= ʻĀhualoa =

Unincorporated community in Hawaii, U.S.

ʻĀhualoa is an unincorporated rural area along the Hāmākua Coast on the Island of Hawaiʻi in Hawaii County, Hawaii, United States. The Hawaiian language name is believed to mean "long mound", where ʻāhua means to swell, as a wave, heap, or mound, and loa means long.

== Geography ==

Āhualoa is located at 20°03' North, 155°28' West (20.06, -155.48).

The Old Māmalahoa Highway is the principal road running through Āhualoa. The land is zoned agricultural. A typical lot is 5 acre in size. Land use is for residence and small-scale agriculture, including farming, orchards and livestock.

== History ==
There is no record of Native Hawaiian settlement in the area that is now Āhualoa. It is likely that the Native Hawaiians visited the area for extraction of resources from the ʻōhiʻa lehua-hāpuʻu native forest, but did not live there, as wet forest was not considered a desirable place to live.

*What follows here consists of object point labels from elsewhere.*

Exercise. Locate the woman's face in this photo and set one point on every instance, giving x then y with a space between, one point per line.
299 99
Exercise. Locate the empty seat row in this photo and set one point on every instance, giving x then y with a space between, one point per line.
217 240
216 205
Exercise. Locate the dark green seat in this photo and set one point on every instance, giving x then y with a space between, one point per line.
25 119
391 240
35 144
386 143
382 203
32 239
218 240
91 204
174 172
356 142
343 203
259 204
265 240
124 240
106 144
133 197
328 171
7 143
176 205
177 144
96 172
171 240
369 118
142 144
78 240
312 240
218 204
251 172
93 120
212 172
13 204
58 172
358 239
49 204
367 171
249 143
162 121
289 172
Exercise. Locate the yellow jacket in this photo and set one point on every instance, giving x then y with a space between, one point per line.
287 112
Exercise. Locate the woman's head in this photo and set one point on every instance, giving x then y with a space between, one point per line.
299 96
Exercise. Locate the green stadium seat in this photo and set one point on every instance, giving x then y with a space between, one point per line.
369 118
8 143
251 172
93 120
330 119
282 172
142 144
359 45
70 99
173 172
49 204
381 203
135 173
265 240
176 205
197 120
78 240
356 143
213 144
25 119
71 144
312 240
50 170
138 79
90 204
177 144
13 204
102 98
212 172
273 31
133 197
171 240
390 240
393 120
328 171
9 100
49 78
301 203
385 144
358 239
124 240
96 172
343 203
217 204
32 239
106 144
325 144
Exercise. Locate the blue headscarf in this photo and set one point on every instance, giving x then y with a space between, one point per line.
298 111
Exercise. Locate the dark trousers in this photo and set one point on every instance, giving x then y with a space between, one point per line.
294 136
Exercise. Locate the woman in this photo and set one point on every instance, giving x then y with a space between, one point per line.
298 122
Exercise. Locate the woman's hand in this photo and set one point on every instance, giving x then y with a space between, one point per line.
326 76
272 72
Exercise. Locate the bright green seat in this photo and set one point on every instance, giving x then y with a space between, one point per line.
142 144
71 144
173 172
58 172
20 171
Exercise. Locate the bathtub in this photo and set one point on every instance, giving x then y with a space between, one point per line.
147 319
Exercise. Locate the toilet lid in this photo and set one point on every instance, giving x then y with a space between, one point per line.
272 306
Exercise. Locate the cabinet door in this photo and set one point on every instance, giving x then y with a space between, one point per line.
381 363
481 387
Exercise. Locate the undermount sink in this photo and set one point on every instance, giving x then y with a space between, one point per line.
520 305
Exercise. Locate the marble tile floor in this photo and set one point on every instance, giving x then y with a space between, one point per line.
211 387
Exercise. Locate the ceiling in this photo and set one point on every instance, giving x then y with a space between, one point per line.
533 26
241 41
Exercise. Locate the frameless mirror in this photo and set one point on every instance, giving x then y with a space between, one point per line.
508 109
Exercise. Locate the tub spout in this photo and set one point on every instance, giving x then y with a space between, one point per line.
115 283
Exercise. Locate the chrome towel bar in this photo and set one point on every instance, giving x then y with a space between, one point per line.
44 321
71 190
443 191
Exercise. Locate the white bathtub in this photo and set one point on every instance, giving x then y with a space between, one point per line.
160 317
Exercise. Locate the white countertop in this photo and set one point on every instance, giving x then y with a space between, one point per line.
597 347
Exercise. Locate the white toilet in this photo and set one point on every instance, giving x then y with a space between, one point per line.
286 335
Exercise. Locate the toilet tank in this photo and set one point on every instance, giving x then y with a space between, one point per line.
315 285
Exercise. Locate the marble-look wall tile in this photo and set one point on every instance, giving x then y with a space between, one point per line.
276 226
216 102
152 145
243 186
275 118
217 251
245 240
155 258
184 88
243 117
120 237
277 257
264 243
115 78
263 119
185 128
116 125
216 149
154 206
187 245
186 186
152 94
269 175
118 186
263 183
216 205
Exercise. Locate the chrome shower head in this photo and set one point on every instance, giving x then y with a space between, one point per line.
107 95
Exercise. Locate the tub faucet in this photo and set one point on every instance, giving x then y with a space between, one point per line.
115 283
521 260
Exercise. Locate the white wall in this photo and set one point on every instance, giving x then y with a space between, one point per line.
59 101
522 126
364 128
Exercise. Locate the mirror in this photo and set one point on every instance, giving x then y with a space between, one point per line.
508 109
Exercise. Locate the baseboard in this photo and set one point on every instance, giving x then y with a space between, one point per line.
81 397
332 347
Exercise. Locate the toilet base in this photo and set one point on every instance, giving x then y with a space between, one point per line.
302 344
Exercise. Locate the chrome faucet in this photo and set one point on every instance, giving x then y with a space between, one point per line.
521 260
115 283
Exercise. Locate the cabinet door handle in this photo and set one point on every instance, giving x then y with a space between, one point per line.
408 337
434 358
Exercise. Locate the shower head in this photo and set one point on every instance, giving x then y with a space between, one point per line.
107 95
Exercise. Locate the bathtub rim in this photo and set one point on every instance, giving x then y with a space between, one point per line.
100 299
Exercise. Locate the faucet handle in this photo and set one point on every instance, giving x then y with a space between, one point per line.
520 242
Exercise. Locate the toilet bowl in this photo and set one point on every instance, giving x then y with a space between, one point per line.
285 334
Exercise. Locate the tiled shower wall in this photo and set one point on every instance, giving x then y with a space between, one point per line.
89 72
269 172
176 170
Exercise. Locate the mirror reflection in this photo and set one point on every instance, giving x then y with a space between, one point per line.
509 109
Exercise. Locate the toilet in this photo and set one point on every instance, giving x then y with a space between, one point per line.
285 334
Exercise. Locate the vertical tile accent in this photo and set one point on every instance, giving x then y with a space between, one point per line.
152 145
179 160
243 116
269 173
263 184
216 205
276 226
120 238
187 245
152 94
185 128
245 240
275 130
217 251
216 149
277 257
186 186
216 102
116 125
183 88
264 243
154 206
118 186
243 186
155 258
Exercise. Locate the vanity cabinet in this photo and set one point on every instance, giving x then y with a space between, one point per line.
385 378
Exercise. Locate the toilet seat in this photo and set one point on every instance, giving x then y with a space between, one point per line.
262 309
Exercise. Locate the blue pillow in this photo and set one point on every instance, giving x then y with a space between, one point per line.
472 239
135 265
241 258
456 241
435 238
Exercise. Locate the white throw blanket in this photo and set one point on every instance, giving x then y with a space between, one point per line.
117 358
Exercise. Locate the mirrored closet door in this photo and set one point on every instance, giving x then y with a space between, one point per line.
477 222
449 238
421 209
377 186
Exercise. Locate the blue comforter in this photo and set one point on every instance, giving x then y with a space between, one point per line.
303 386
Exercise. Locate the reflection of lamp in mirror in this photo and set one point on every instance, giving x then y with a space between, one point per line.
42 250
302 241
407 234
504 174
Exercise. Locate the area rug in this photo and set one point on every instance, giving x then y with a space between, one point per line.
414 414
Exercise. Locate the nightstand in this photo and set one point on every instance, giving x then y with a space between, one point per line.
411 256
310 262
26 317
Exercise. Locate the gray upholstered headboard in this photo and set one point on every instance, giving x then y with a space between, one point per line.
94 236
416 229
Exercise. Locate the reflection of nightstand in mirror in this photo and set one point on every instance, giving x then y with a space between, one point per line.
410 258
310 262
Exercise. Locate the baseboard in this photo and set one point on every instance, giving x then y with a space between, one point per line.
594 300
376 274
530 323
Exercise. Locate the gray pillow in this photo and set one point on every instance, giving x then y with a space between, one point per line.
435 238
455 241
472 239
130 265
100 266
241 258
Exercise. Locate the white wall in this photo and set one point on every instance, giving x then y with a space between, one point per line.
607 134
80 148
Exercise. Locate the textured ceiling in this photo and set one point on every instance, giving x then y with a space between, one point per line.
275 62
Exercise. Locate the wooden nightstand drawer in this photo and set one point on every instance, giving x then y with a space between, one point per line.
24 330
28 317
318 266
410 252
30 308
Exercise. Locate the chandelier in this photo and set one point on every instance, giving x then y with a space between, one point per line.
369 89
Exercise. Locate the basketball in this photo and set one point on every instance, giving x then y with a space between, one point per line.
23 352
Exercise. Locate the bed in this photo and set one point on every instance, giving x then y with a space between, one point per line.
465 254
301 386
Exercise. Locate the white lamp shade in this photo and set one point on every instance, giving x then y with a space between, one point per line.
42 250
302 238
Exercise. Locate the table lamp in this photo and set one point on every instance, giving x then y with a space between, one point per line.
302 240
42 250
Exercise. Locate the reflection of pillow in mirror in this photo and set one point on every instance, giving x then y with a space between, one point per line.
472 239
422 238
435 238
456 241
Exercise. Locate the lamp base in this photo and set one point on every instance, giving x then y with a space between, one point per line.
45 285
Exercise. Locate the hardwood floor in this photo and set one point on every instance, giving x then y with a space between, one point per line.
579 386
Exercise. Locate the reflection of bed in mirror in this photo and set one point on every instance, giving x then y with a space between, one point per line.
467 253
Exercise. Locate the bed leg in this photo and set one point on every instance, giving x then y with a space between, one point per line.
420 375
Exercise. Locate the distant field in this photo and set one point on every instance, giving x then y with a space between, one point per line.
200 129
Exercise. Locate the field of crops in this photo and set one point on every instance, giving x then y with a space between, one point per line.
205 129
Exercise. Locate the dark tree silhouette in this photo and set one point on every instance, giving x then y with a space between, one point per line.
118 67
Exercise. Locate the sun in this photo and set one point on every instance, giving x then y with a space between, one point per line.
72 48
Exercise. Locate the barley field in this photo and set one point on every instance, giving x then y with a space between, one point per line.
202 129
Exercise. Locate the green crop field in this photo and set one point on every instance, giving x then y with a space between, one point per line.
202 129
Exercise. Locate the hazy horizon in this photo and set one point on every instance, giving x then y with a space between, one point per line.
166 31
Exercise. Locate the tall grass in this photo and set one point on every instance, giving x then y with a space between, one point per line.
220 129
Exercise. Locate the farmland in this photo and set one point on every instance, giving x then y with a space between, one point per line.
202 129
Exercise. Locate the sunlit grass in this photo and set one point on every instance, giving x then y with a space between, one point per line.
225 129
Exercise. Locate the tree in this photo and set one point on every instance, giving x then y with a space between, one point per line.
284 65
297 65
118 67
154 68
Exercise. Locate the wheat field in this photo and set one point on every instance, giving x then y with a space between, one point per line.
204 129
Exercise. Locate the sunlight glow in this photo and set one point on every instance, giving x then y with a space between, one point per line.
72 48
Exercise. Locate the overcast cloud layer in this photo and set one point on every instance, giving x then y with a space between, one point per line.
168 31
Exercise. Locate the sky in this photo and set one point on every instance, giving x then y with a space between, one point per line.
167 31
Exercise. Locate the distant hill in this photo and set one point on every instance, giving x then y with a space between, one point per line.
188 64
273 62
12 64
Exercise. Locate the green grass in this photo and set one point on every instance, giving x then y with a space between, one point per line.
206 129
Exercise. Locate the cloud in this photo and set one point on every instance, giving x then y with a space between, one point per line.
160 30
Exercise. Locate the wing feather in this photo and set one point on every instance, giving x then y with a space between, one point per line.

According to research for an archaeological survey in 2002, the area that is now Āhualoa:

appears to have been carved out of the upper reaches of at least four ahupuaʻa: Lauka, Kuliahaʻi, Koloaha, and Āhualoa. These are all relatively narrow and short land units that are cut off on the mauka sides by the larger ahupuaʻa of Nienie, which in turn is cut off on its mauka side by the ahupuaʻa of Pāʻauhau. [...] The forest zone in Hāmākua was traditionally a location for collecting wauke and māmaki bark for fish nets and cloth, for bird catching to obtain feathers, and for harvesting koa canoe logs.

The land of Āhualoa differs from many other parts of Hawaii in that it was never used for either sugarcane plantations or large-scale cattle ranching. Instead, in the late 19th and early 20th century it was allocated to families of sugarcane workers as farm homesteads, and remains largely so today. The families, primarily Japanese and Portuguese in ethnicity, were the first inhabitants of the area, and many of the present residents are descended from those families. The original native forest was cleared and replaced by a patchwork of pasture, farms and windbreaks. Small-scale ranching did occur, and included a slaughterhouse that operated for a century before closing in 2008. Āhualoa was also the location for early plantings of coffee, which is still being grown there today.

In the 1970s, many countercultural families from Oʻahu and the mainland US moved to the Āhualoa area. They brought values and ideals of the back-to-the-land movement. A book of material gathered in 2003, Once Upon Ahualoa, explores the experience of this generation with memories and photographs.

==Infrastructure==
Although the main road through Āhualoa has services (electricity, water, telephone, cable internet), many residents living on side roads depend on rainwater tanks as a supply of water. During 2008–12, improvements were made to the water supply, supported by federal stimulus funding, including a new deep well at the top of Āhualoa, a 1 million gallon storage tank, and an upgrade of the main waterline to a 12" pipe.